Pdigitale. Ce n’est q’un début…

domenica, 20 giugno 2010

Forse è ancora presto per festeggiare la nascita di un Pd “digitale”, ma certamente la non stop sulla banda larga che si è tenuta venerdi rappresenta una svolta nell’attenzione riservata dal Pd ai temi collegati a Internet.
Una prima conferma è arrivata proprio ieri, nella manifestazione nazionale del Pd a Roma: Bersani ha rilanciato con forza la proposta di un’asta delle fequenze tv liberate grazie al digitale terrestre e da destinare ai collegamenti in banda larga da reti mobili. E ha citato la banda larga come primo “progetto paese” da proporre per introdurre proprio durante la crisi i cambiamenti necessari per il futuro. Questa consapevolezza è il risultato del lavoro di queste settimane.
Certo, chi si aspettava la trasformazione del pd in una sorta di web community non si riterrà certo soddisfatto da questi primi passi.
Per me l’importante era – ed è- avere da parte di uno dei due grandi partiti italiani uno schieramento chiaro in difesa della Rete e una maggiore consapevolezza dell’importanza di Internet per il futuro dell’Italia e della conseguente necessità di un forte impegno pubblico per la sua diffusione.
Quanto ai prossimi passi comincerei da due cose. Una immediata, contrastare la legge sulle intercettazioni anche per il bavaglio che mette a Internet, oltre che all’informazione in genere. Seconda cosa, più strategica: riaprire gli spazi che la nascita del Pd aveva creato. Spazi di discussione e di partecipazione online (dai circoli ai forum) che si sono progressivamente richiusi seminando non poche delusioni. Non è che l’inizio.

Un Governo antitelevisivo

mercoledì, 18 novembre 2009

Visto che è un Governo televisivo, immobile sulla banda larga e diffidente verso il web, almeno facesse attenzione alle questioni televisive. A Roma e nel Lazio, invece, siamo nella confusione generale sullo switch off dall’analogico al digitale terrestre. Il primo giorno il call center del Ministero è stato sommerso dagli Sos e l’Auditel segnala un calo di ascolti nell’area romana del 15-20%. Insomma 300mila persone che lunedi non hanno visto più la Tv. Magari gli ha fatto bene…

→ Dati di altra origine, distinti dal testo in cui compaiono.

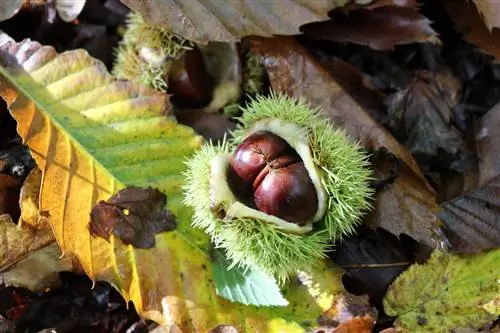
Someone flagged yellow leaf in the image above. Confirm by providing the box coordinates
[0,35,348,333]
[0,168,73,291]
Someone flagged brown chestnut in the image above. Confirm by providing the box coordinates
[228,131,318,224]
[168,47,214,108]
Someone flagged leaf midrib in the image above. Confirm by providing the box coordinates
[0,62,210,261]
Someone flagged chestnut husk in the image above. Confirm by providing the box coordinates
[184,93,373,282]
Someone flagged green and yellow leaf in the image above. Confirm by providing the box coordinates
[384,250,500,333]
[0,35,348,333]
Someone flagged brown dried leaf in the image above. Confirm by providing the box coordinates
[175,109,236,142]
[473,0,500,30]
[386,71,476,184]
[340,0,417,12]
[0,242,74,291]
[441,0,500,60]
[439,104,500,253]
[249,37,444,246]
[0,173,21,219]
[89,186,176,249]
[0,168,75,291]
[0,169,54,272]
[301,6,439,50]
[0,0,24,22]
[122,0,348,43]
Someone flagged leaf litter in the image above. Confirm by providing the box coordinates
[0,0,500,332]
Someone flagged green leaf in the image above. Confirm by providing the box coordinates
[212,250,288,306]
[123,0,349,43]
[0,33,348,333]
[384,250,500,333]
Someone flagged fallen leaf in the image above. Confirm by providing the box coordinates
[330,228,418,307]
[340,0,418,12]
[301,6,439,50]
[0,173,21,220]
[441,0,500,60]
[439,176,500,253]
[476,103,500,186]
[212,249,288,306]
[122,0,348,43]
[0,0,24,22]
[473,0,500,31]
[386,71,476,185]
[199,42,243,112]
[89,187,176,249]
[0,214,54,272]
[298,267,377,333]
[384,250,500,333]
[175,109,236,142]
[249,37,441,247]
[55,0,87,22]
[333,315,375,333]
[0,168,54,272]
[439,104,500,253]
[0,35,352,333]
[0,168,74,291]
[0,242,74,291]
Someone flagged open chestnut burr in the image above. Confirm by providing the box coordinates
[228,131,318,224]
[184,93,372,282]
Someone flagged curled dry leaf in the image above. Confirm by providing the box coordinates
[474,0,500,31]
[301,6,439,50]
[200,42,242,112]
[330,228,418,306]
[0,0,24,22]
[122,0,348,43]
[298,267,378,333]
[0,168,54,271]
[89,186,176,249]
[386,71,476,184]
[0,242,74,291]
[441,0,500,61]
[0,171,21,219]
[0,168,74,291]
[0,34,352,333]
[439,104,500,253]
[384,250,500,333]
[340,0,418,12]
[249,37,444,247]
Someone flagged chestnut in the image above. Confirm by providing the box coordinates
[228,131,318,225]
[167,47,214,109]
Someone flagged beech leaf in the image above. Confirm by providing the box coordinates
[439,104,500,253]
[0,0,24,22]
[122,0,348,43]
[89,187,176,249]
[301,1,439,50]
[440,0,500,60]
[473,0,500,30]
[0,34,350,333]
[249,37,442,247]
[213,250,288,306]
[384,250,500,333]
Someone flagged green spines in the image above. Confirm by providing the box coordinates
[113,12,192,91]
[184,94,372,282]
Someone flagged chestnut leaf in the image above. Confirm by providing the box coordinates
[212,249,288,306]
[0,33,346,333]
[384,250,500,333]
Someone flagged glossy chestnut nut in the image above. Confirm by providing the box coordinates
[228,131,318,224]
[168,47,214,109]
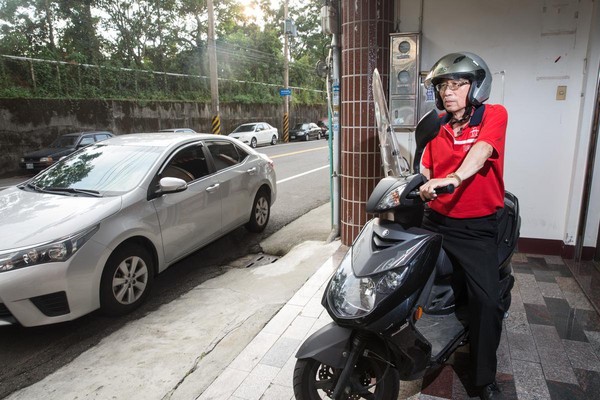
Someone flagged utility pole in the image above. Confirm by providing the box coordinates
[283,0,290,143]
[206,0,221,135]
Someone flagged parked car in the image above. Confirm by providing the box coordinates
[160,128,197,133]
[290,122,321,140]
[0,133,277,326]
[317,121,329,139]
[19,131,114,171]
[229,122,279,148]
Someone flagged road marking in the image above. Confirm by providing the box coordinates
[277,165,329,185]
[268,146,328,159]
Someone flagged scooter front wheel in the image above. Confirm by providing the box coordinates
[294,357,400,400]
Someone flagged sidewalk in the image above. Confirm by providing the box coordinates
[199,253,600,400]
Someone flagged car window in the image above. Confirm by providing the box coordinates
[206,140,247,171]
[234,124,254,132]
[161,144,208,182]
[79,136,94,146]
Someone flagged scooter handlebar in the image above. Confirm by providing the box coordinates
[406,184,454,200]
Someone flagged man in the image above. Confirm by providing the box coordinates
[420,53,508,399]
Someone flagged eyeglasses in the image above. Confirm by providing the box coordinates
[435,81,471,93]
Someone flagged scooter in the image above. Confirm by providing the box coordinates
[293,71,520,400]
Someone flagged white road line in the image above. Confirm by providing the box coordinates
[277,164,329,185]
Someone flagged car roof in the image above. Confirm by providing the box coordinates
[61,131,113,136]
[99,132,247,149]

Non capisco perchè si è deciso di procedere allo switch off quando i dati del passaggio al digitale di Rai 2 e Rete4 nel Lazio dicevano che troppe famiglie non si erano ancora digitalizzate. Non capisco perchè non si è fatto precedere lo switch off in un’area tanto vasta da un accordo sulla prenumerazione dei canali: oggi chi ha la fortuna di vedere senza problemi fa comunque fatica a trovare i canali, specie quelli Rai. Non capisco perchè si è provveduto troppo poco ad assistere le persone tecnologicamente meno informate e più anziane. Non capisco perchè i responsabili dell’operazione dicono che il peggio è passato quando ci sono ancora decine di persone in difficoltà, e non tutte possono permettersi di chiamare un antennista. Fosse un governo antitelevisivo?